Known for its popular collard greens, the 31-acre Promised Land Farm in Port Wentworth, Georgia, is steeped in history. Local lore says at the end of the Civil War, the land was given to the enslaved Roderick Steele through the “40 acres and a mule” promise, made by Union General William T. Sherman through the general’s Special Field Order No. 15, although this is unconfirmed by Atlanta Black Star.
During the Civil War, Steele and other slaves brought water to Union and Confederate forces and helped their Confederate slave masters even more by helping save Savannah from destruction through prolonging Sherman’s march of destruction through Georgia to the coastal city, according to Georgia House Resolution 1780.
“Roderick Steele would haul water to General Sherman, and as a matter of fact, there’s a viaduct here that has posted the name, ‘Roderick Steele,’” said 74-year-old Robert Johnson, who co-owns the Promised Land Farm with his older brother, Willie Johnson.
In 1998, the Johnsons purchased the land from descendants of Steele.
Today, the owners continue the land’s rich heritage as one of the only Black-owned farms in the area. A 2017 Census of Agriculture county profile from the United States Department of Agriculture showed just six Black producers listed as growing in Chatham County.
The Johnson brothers invite anyone to stop by their lush farmland just off Monteith Road, not far from I-95.
During the cooler months, visitors will find a vast selection of cabbage, kale, broccoli and collard greens, grown fresh from the healthy soil. They also make and sell their own pure cane syrup.
“When we go over into the fall season, collard greens are one of the biggest sales we got here, and the other thing behind that would be cabbage,” said 76-year-old co-owner Willie Johnson.
Purchasing the farm’s produce isn’t the only way to enjoy the Promised Land. Willie Johnson says that people are able to grow their own food on the farm, as well. They estimate that there are about 250 rows on the land rented by those in the community at a cost of $20 per row.
The brothers say they don’t use herbicides on their land, and that growers are welcome to grow organically if they wish.
“If the person wants to plant organic, we don’t have a problem with that, they can plant organic however they want, as long as what they plant is legal,” Willie Johnson said.
He and his brother began developing their green thumbs after Robert Johnson retired from the military in 1989. In 1998, they purchased what’s now known as the Promised Land Farm.
“One thing that’s special about it is, you know, we are Black and our families are Black, and we enjoy keeping it like that,” Willie Johnson said of the farm’s ownership.
They’ve continued the farm’s Black-owned legacy through the rewarding task of nurturing the land.
Willie Johnson says he enjoys being able to plant a crop and watching it grow to feed his community. “People are going to have to eat, and to have a farm in the city of Port Wentworth where people can come out and buy fresh stuff, that’s what I appreciate,” he said.
Robert Johnson shared a similar sentiment, saying that it’s been a pleasure to work alongside his brother for more than 20 years.
“Without a farmer, what happens?

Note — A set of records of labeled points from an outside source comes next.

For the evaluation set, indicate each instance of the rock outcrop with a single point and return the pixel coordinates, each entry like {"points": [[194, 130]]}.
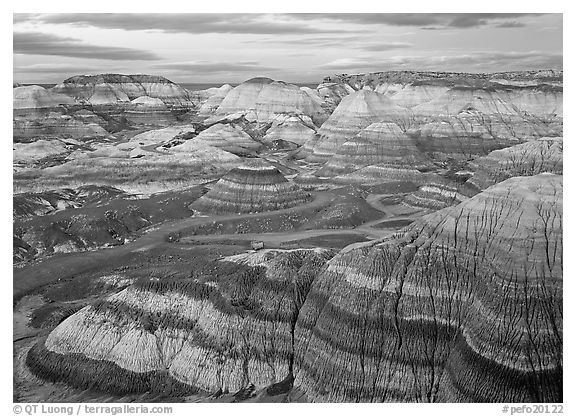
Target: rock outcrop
{"points": [[262, 99], [526, 159], [226, 328], [211, 99], [226, 137], [435, 195], [106, 89], [35, 101], [382, 144], [148, 110], [466, 305], [57, 125], [295, 129], [255, 187], [354, 113]]}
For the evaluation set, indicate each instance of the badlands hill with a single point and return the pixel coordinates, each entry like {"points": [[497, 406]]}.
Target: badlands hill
{"points": [[377, 144], [435, 313], [527, 159], [354, 113], [114, 88], [254, 187], [411, 222], [262, 99]]}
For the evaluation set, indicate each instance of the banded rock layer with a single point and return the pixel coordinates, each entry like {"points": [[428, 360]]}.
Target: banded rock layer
{"points": [[526, 159], [354, 113], [262, 99], [226, 137], [254, 187], [464, 306], [379, 143], [226, 327], [35, 100], [106, 89]]}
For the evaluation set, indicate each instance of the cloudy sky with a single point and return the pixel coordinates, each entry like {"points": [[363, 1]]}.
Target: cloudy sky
{"points": [[291, 47]]}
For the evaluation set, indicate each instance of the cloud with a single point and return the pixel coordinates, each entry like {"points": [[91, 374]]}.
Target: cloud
{"points": [[454, 20], [350, 42], [380, 47], [512, 24], [249, 23], [473, 62], [195, 67], [35, 43]]}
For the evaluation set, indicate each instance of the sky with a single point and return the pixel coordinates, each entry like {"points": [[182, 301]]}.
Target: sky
{"points": [[213, 48]]}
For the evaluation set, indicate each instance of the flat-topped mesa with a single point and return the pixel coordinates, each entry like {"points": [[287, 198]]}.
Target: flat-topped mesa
{"points": [[36, 101], [56, 125], [354, 113], [526, 159], [379, 143], [227, 327], [508, 101], [450, 79], [115, 89], [439, 312], [148, 110], [256, 186], [412, 88], [211, 99], [262, 99], [227, 137]]}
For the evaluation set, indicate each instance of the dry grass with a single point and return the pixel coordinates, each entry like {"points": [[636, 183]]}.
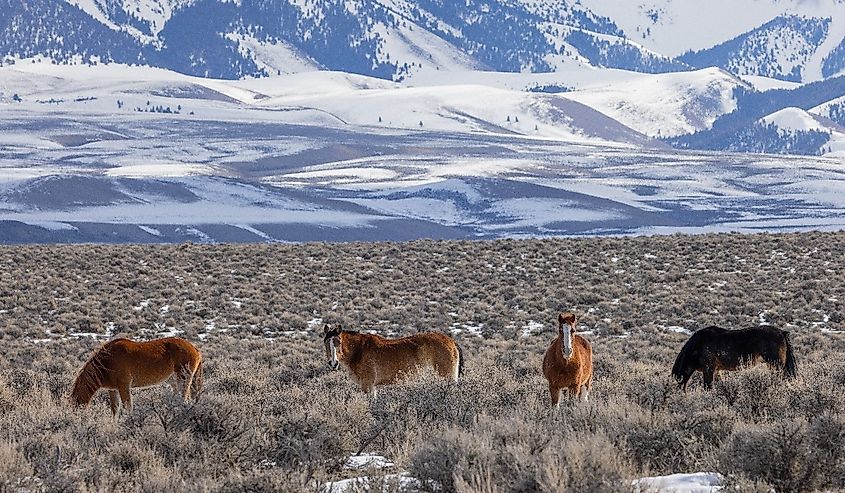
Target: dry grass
{"points": [[272, 418]]}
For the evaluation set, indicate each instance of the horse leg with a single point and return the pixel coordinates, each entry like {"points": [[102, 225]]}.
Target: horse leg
{"points": [[125, 396], [370, 389], [187, 378], [687, 376], [575, 392], [113, 402], [554, 391], [585, 391], [709, 373]]}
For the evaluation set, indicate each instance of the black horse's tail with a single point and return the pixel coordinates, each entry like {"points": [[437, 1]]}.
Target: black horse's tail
{"points": [[789, 366], [679, 369]]}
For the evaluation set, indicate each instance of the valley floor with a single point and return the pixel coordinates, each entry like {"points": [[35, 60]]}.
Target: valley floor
{"points": [[273, 418]]}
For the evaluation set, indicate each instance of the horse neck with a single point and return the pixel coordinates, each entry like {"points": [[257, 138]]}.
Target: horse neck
{"points": [[90, 380], [353, 346], [565, 333]]}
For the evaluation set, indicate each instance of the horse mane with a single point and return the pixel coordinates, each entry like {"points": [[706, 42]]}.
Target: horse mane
{"points": [[90, 377], [789, 367], [682, 360], [565, 317]]}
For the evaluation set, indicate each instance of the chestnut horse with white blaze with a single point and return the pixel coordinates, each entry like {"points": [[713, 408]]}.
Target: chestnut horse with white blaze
{"points": [[569, 362], [122, 364], [373, 360]]}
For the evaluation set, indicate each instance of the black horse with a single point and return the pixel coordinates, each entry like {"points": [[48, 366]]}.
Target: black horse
{"points": [[713, 348]]}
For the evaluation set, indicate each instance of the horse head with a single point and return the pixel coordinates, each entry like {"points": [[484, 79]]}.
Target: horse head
{"points": [[331, 340], [566, 328]]}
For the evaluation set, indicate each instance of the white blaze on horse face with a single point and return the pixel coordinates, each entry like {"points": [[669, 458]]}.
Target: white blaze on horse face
{"points": [[567, 342]]}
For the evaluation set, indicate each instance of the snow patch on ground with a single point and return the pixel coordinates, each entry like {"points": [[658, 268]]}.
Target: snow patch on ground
{"points": [[699, 482]]}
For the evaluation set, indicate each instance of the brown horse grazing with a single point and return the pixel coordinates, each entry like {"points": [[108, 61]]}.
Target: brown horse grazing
{"points": [[374, 360], [121, 364], [569, 362], [713, 348]]}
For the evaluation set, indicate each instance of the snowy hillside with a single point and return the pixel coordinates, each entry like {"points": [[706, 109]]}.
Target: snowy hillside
{"points": [[674, 27], [666, 105], [399, 39], [795, 121], [117, 153]]}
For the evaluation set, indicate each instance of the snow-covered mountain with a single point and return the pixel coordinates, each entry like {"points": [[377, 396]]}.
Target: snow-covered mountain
{"points": [[402, 39], [815, 134]]}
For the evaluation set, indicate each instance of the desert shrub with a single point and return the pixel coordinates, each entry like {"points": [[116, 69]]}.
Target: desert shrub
{"points": [[792, 455], [515, 457]]}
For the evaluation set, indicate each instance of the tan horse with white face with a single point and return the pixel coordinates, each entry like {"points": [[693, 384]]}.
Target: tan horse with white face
{"points": [[568, 363], [373, 360], [122, 364]]}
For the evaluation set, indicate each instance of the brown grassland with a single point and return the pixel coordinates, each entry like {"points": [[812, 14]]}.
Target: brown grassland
{"points": [[273, 418]]}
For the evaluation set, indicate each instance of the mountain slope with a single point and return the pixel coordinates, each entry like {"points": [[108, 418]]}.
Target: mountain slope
{"points": [[779, 49]]}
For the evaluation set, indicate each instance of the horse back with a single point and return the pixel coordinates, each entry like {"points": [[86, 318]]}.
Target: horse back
{"points": [[393, 358], [146, 363]]}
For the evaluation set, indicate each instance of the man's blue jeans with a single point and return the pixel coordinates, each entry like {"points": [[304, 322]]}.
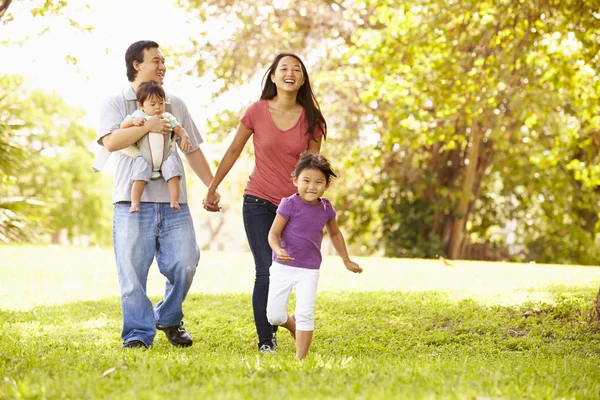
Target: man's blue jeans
{"points": [[258, 218], [155, 231]]}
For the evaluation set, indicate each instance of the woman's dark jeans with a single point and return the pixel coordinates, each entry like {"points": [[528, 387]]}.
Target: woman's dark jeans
{"points": [[259, 215]]}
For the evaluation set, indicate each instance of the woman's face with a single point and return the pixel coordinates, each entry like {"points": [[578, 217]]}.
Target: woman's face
{"points": [[288, 75]]}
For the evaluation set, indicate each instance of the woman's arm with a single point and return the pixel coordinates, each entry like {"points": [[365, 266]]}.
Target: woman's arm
{"points": [[229, 158], [315, 146]]}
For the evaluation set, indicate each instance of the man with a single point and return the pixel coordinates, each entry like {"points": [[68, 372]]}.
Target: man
{"points": [[156, 230]]}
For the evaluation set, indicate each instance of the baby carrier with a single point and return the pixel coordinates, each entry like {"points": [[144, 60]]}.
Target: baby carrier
{"points": [[154, 147]]}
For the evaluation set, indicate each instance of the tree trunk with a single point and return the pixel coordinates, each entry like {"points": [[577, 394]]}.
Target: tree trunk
{"points": [[4, 6], [455, 246], [597, 316]]}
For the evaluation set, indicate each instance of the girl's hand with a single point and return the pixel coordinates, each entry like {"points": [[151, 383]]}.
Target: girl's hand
{"points": [[282, 255], [184, 144], [353, 267]]}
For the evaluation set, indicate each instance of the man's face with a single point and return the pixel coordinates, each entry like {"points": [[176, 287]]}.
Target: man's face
{"points": [[152, 68]]}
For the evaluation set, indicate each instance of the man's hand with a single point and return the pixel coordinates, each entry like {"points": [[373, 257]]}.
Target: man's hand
{"points": [[184, 144], [211, 202], [138, 121], [158, 124]]}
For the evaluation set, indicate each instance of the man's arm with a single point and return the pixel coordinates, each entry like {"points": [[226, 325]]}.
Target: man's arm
{"points": [[200, 166]]}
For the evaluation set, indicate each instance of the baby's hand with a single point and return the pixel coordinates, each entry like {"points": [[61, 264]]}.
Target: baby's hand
{"points": [[282, 255], [138, 121], [184, 143], [353, 267]]}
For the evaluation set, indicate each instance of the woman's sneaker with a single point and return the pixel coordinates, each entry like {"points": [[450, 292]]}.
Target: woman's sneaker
{"points": [[266, 349]]}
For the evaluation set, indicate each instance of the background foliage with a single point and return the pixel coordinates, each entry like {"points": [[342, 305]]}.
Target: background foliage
{"points": [[460, 129]]}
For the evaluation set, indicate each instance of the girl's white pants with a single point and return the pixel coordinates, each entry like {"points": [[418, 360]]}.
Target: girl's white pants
{"points": [[283, 279]]}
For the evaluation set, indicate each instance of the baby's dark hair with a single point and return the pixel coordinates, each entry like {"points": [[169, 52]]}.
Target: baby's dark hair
{"points": [[310, 160], [149, 89]]}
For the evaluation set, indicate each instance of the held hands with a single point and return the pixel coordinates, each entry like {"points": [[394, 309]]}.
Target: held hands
{"points": [[353, 267], [282, 255], [211, 201], [138, 121], [184, 143], [158, 124]]}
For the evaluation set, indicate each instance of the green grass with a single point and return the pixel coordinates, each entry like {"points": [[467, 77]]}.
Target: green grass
{"points": [[402, 329]]}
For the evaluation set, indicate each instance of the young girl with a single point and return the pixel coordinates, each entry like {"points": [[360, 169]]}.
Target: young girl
{"points": [[285, 122], [295, 238], [151, 101]]}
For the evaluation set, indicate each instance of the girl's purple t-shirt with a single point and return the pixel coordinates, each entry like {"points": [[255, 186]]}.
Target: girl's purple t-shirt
{"points": [[303, 233]]}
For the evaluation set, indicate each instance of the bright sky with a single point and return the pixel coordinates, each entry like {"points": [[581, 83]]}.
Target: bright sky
{"points": [[100, 69]]}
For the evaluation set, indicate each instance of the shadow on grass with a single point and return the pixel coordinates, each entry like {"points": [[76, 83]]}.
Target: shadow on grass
{"points": [[373, 322]]}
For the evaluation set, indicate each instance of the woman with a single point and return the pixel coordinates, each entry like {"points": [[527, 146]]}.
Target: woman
{"points": [[285, 122]]}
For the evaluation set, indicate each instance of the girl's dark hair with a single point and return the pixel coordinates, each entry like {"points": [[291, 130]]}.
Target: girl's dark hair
{"points": [[310, 160], [305, 96], [135, 52], [149, 89]]}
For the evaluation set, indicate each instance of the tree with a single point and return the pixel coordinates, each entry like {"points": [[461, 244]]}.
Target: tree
{"points": [[50, 187], [449, 119]]}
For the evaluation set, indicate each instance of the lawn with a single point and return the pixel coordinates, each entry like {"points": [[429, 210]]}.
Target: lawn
{"points": [[402, 329]]}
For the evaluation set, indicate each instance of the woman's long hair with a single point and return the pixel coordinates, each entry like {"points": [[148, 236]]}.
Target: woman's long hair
{"points": [[305, 96]]}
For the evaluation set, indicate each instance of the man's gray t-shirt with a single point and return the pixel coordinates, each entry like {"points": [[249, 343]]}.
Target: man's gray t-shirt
{"points": [[113, 112]]}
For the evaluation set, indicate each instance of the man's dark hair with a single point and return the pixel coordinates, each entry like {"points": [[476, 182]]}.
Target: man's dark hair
{"points": [[135, 52], [149, 89], [310, 160]]}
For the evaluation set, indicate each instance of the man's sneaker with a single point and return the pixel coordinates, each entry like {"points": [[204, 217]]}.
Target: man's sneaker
{"points": [[134, 344], [176, 335], [266, 349]]}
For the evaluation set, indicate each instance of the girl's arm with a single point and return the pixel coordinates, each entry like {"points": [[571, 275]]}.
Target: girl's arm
{"points": [[274, 239], [337, 239], [231, 155]]}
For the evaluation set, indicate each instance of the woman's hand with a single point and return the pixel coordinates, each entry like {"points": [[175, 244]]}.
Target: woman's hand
{"points": [[211, 201], [353, 267]]}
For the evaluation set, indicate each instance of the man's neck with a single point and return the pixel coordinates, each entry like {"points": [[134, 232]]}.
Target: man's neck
{"points": [[136, 84]]}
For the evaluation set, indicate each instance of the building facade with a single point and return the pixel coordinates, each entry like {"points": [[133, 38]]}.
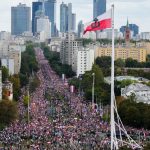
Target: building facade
{"points": [[85, 61], [36, 6], [63, 17], [67, 18], [44, 28], [140, 91], [50, 11], [80, 29], [133, 28], [20, 19], [69, 46], [99, 7]]}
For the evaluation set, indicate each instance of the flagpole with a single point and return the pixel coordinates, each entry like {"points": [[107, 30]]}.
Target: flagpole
{"points": [[112, 85]]}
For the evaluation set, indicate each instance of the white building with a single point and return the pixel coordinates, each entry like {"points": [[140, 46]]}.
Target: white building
{"points": [[44, 28], [0, 84], [140, 91], [10, 54], [69, 48], [9, 64], [5, 35], [145, 35], [84, 61], [107, 34]]}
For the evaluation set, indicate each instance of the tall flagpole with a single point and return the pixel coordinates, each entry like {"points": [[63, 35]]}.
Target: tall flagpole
{"points": [[112, 86]]}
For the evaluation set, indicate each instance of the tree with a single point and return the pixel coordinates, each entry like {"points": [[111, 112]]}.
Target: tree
{"points": [[125, 148], [133, 116], [5, 73], [147, 118], [8, 112], [147, 146], [25, 100], [120, 63], [16, 86], [131, 63]]}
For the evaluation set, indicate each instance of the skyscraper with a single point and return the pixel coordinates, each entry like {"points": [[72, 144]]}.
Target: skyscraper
{"points": [[67, 18], [20, 19], [80, 28], [99, 7], [63, 17], [50, 11], [73, 22], [36, 6]]}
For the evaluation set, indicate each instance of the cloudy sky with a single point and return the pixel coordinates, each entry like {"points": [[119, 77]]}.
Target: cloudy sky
{"points": [[137, 11]]}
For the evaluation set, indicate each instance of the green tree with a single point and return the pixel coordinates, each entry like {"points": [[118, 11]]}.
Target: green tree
{"points": [[25, 100], [131, 63], [125, 148], [16, 86], [5, 73], [120, 63], [147, 146]]}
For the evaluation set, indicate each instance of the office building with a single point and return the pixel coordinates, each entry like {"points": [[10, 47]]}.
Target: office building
{"points": [[99, 7], [44, 28], [67, 18], [63, 17], [36, 6], [83, 61], [80, 29], [73, 23], [133, 28], [69, 46], [50, 11], [20, 19]]}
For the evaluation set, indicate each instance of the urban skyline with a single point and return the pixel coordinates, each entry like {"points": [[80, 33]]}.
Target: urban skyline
{"points": [[140, 18]]}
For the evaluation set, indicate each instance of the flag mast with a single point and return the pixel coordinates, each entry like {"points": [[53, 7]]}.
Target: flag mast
{"points": [[114, 144]]}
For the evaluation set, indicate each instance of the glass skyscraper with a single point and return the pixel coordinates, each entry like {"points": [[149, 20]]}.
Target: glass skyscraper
{"points": [[99, 7], [50, 11], [20, 19], [67, 18], [63, 17], [36, 6]]}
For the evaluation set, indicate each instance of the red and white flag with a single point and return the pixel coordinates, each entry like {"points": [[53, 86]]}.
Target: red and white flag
{"points": [[100, 23]]}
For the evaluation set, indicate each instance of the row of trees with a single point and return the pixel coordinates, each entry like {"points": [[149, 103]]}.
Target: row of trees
{"points": [[84, 83], [130, 113], [9, 109], [58, 67], [104, 63]]}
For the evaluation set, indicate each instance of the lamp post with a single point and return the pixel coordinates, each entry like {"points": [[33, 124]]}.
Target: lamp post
{"points": [[93, 74], [28, 105]]}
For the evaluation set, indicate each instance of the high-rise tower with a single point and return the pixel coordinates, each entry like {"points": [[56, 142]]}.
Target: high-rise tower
{"points": [[36, 6], [20, 19], [99, 7], [50, 11]]}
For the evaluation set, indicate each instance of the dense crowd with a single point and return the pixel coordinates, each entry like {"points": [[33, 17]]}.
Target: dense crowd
{"points": [[62, 124]]}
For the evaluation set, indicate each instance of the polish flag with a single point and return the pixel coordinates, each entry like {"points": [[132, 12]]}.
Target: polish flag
{"points": [[100, 23]]}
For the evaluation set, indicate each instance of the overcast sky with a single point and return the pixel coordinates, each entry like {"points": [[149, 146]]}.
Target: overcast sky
{"points": [[137, 11]]}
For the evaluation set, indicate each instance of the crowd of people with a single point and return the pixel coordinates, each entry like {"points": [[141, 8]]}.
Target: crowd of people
{"points": [[57, 123]]}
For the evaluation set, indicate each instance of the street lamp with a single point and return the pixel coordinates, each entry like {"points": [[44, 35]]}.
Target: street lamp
{"points": [[28, 105], [93, 74]]}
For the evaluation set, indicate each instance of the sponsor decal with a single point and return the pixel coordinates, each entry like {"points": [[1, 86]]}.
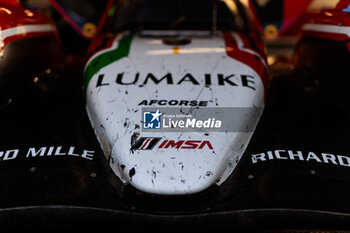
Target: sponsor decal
{"points": [[99, 61], [152, 120], [52, 151], [191, 103], [326, 158], [145, 143], [149, 143], [220, 79]]}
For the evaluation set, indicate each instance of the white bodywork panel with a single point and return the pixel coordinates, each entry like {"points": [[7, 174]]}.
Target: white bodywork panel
{"points": [[115, 113]]}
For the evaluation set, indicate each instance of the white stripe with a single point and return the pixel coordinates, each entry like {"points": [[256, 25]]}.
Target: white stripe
{"points": [[327, 28], [242, 48], [24, 29]]}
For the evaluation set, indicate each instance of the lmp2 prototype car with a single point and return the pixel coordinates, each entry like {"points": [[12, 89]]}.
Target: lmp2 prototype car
{"points": [[177, 126]]}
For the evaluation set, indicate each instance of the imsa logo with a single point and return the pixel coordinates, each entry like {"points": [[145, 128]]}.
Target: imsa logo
{"points": [[148, 143], [145, 143]]}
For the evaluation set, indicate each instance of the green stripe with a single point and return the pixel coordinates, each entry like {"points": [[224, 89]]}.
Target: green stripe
{"points": [[107, 58]]}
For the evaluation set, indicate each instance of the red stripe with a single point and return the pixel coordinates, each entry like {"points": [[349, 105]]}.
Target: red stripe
{"points": [[253, 61]]}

People starve,” he said. “You know, everything started from a farm.”
The Johnson brothers say they appreciate their crucial role of providing nourishment for their neighbors, but they admit that field work gets tougher as they age.
“It’s hard to get people that are willing to come out here and work,” Willie Johnson said. Both brothers reveal that neither of their children have any interest in taking over the farm.
“They’re really not into farming,” Robert Johnson said.
The farm’s future remains unclear, but a younger generation with a budding love of the land offers a glimmer of hope.
A Savannah-based homeschool cooperative called A KnUW Way of Georgia is leasing space on the Promised Land Farm.
Founded in 2017 by Cory and Leza Chandler, the program provides social and educational experiences for the local homeschooling community.
“We want to prepare our children to take our place one day, so we give them all sorts of experiences and adventures,” said Leza Chandler, who serves as the cooperative’s program manager.
Those adventures include chopping trees, learning how to compost, taking care of chickens and growing their own plants.
“I think a lot of times people don’t realize how important it is to know how to produce your own food and how to take care of your own basic needs,” Chandler said.
One of the eager young growers is 8-year-old Rebecca Parker, who says she hopes to one day become a farmer.
“I like having a greenhouse because we can plant mostly anything inside of a greenhouse,” Parker said.
“Let’s say we like to plant tomatoes,” the student said. “We can plant tomatoes when it’s winter, and that’s something that I really like.”